Published Jul 14, 2016In Jay Cheel's absorbing and frequently amusing documentary How to Build a Time Machine, Ron Mallett and Robert Niosi are two men going about the same process in very different ways. Mallett is a physicist who's spent his career trying to devise a formula and build an apparatus that will create a portal to the past, while Niosi is a stop-motion animator who has poured years into building a replica of the titular prop featured in the 1960 film The Time Machine.
Aside from the obvious implications of a scientific breakthrough, Mallett's motives are largely sentimental. He lost his father at a young age to a heart attack and has long fantasized about having the opportunity to go back in time and warn his father of his health condition. Of course, Mallett also recognizes the paradox this scenario would create, as saving his father's life would likely mean that his interest in the field would have never led him to create a time machine in the first place.
Some of the most intriguing moments of the film come from watching Mallett demonstrate how a practical time machine could actually work. Using a coffee bean that's being stirred in a cup of coffee as an example, he explains how lasers act as a veritable whirlpool to help manipulate time back and forth. It's hardly the easiest concept for the uninitiated to grasp, and it remains to be seen how successful his experiments have been with his machine, but just being privy to these kinds of explorations of time leave you with a sense of wonder.

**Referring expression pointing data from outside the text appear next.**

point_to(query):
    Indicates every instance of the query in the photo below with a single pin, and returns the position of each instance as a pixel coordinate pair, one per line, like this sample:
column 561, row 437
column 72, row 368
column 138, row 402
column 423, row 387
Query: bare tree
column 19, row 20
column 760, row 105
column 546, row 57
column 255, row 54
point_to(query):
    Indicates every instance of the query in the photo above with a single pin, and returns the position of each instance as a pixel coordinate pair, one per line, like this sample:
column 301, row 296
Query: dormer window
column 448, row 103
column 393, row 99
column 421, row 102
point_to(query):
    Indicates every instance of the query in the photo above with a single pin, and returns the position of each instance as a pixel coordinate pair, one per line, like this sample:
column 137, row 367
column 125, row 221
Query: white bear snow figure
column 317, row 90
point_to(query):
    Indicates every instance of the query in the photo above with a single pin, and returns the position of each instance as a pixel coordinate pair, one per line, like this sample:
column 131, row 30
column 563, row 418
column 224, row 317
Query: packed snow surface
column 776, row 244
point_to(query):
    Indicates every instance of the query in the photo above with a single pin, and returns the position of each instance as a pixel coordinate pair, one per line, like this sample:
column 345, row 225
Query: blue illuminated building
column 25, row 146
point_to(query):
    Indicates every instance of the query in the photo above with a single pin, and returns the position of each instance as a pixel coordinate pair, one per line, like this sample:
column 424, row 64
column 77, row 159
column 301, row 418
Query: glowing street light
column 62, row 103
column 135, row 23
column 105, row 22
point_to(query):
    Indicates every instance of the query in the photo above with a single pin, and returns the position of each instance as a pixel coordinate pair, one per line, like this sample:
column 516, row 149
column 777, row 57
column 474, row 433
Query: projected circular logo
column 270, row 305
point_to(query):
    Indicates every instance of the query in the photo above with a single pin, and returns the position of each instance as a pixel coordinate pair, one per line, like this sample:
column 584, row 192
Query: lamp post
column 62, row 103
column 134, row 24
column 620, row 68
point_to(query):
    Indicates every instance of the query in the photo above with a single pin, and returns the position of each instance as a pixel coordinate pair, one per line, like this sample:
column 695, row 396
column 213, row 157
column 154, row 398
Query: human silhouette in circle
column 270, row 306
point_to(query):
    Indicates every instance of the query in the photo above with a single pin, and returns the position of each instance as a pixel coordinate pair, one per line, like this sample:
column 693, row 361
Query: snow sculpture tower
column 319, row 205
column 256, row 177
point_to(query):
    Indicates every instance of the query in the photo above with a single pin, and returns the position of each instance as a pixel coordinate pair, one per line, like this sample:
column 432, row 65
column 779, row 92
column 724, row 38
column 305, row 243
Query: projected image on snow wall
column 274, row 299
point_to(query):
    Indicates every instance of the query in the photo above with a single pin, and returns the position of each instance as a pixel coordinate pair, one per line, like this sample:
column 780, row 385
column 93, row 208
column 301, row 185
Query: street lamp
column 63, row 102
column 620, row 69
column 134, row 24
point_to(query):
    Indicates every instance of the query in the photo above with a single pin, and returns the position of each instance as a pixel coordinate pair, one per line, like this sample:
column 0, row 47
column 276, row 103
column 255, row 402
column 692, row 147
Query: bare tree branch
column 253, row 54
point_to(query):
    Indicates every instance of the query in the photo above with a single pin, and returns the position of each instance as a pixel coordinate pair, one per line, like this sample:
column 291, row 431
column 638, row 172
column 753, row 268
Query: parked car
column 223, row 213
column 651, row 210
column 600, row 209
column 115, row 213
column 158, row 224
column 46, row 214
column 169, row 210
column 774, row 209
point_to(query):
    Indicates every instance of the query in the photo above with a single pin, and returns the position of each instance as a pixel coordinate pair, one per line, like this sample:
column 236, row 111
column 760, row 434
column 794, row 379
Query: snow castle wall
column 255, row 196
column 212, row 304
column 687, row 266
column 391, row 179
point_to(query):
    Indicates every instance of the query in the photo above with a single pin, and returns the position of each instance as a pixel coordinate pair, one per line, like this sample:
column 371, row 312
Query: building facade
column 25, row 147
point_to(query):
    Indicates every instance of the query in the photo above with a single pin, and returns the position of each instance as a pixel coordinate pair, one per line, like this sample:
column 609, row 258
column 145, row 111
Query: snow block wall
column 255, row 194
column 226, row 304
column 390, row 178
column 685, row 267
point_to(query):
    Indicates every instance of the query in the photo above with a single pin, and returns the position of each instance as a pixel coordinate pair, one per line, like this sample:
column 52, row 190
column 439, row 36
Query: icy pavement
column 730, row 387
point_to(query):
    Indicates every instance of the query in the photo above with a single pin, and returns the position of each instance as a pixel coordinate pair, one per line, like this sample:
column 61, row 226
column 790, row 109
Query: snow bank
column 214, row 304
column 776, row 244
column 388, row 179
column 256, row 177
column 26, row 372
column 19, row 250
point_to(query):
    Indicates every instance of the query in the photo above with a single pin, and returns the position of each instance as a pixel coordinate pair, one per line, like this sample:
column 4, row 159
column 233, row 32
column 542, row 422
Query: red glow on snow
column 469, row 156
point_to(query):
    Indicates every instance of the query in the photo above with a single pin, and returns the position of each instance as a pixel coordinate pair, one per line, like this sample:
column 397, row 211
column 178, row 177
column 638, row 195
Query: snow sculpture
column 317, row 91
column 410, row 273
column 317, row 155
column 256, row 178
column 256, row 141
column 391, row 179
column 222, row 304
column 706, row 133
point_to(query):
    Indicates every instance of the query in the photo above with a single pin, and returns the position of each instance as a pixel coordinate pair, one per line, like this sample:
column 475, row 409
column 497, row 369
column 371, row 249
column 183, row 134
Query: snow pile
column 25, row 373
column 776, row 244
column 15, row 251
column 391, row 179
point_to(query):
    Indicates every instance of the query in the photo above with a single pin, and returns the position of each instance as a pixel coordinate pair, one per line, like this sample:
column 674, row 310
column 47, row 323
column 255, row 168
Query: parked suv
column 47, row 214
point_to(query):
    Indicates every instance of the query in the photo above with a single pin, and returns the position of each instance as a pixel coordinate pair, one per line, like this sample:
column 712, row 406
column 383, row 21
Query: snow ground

Niosi's pursuits, meanwhile, are purely aesthetic. What started out as a fun little project that was meant to only take a few months grew to consume him for more than a decade. He's pored over the film obsessively to glean every last detail, and consulted with a community of people who are also devoted to lovingly re-creating the same time machine. He wisely declines at one point to answer how much money he's dumped into the project, so we're left to only guess at how astronomical that figure must be simply from gazing on the costly materials involved.
It's all enough to make you wish that perhaps more time had been spent with Mallett learning the ins and outs of how his machine and the science behind it function than with Niosi's increasingly indulgent exploits. It's not that Niosi's efforts are without merit — after all, the former Pee Wee's Playhouse artist devoted years just to learning different trades that would then help him in the construction — but it's difficult to get as invested in even the most elaborate of props when it's ultimately just going to end up as just another impressive decoration in his elaborately designed home.
But as Niosi suggests, film itself is its own form of time travel, preserving moments for eternity that we can return to whenever we like. So while he may not be able to travel through time with what he's crafted, he can always revisit the painstaking process he undertook simply by watching this documentary. Unfortunately, he'll still never be able to get back all of that time he spent making it.